Flaws in top password managers can expose the very data they are supposed to protect, a study by researchers at Independent Security Evaluators (ISE) researchers found.
“100 percent of the products that ISE analyzed failed to provide the security to safeguard a user’s passwords as advertised,” ISE CEO Stephen Bono said in a release announcing the findings of “Under the Hood of Secrets Management. “Although password managers provide some utility for storing login/passwords and limit password reuse, these applications are a vulnerable target for the mass collection of this data through malicious hacking campaigns.”
Assessing the underlying functionality of 1Password, Dashlane, KeePass and LastPass on Windows 10, researchers discovered that in some cases, the master password could be found in plaintext in the computer’s memory when the password manager was locked and that they could extract the master password using standard memory forensics.

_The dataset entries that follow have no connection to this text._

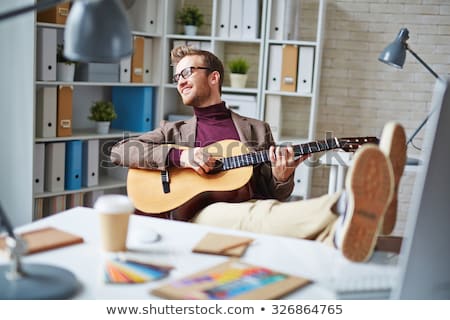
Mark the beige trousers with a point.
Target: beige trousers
(310, 219)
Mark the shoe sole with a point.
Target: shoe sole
(393, 144)
(370, 184)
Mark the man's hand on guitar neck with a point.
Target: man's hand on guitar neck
(197, 159)
(284, 162)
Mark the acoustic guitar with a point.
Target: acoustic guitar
(180, 193)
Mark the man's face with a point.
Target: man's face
(195, 91)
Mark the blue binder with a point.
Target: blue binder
(74, 160)
(134, 108)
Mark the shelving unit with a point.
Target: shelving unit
(292, 117)
(110, 178)
(293, 114)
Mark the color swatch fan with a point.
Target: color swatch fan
(130, 271)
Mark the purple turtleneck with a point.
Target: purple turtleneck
(214, 123)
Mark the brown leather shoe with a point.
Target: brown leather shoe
(370, 187)
(393, 145)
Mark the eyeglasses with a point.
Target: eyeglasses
(186, 73)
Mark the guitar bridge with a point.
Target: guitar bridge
(165, 181)
(218, 166)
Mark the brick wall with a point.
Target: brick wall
(359, 94)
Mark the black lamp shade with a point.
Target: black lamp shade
(395, 53)
(97, 31)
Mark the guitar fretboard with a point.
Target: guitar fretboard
(258, 157)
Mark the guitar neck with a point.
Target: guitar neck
(258, 157)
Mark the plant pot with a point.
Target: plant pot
(190, 30)
(238, 80)
(103, 126)
(65, 72)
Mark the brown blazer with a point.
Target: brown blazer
(151, 150)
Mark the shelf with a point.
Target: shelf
(105, 183)
(50, 25)
(288, 94)
(95, 84)
(185, 37)
(89, 134)
(293, 42)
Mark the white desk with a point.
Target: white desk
(309, 259)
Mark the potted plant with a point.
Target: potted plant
(191, 18)
(238, 72)
(102, 112)
(65, 69)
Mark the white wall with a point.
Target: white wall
(16, 112)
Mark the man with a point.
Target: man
(350, 220)
(199, 77)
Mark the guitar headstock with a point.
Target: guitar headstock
(353, 143)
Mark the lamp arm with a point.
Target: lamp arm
(41, 5)
(422, 62)
(418, 128)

“Given the huge user base of people already using password managers, these vulnerabilities will entice hackers to target and steal data from these computers via malware attacks,” ISE Lead Researcher, Adrian Bednare said, noting that once hackers get their hands on the master password, “it’s game over.”
Sandor Palfy, LastPassCTO, said in a statement sent to SC Media that the “particular vulnerability, in LastPass for Applications, the company’s “legacy, local Windows Application (which accounts for less than .2 percent of all LastPass usage) was brought to our attention by researchers through our Bug Bounty Program.”
He explained that to be able to “read the memory of an application, an attacker would need to have local access and admin privileges to the compromised computer.” The company has“already implemented changes to LastPass for Applications designed to mitigate and minimize the risk of the potential attack detailed in this report,” said Palfy. “To mitigate risk of compromise while LastPass for Applications is in a locked state, LastPass for Applications will now shut down the application when the user logs out, clearing the memory and not leaving anything behind.”
He said there’s no indication that sensitive LastPass user data was compromised. “As always, delivering a secure service for our users remains our top priority and we will continue to work with the security community to respond and fix potential vulnerability reports as quickly as possible,” said Palfy.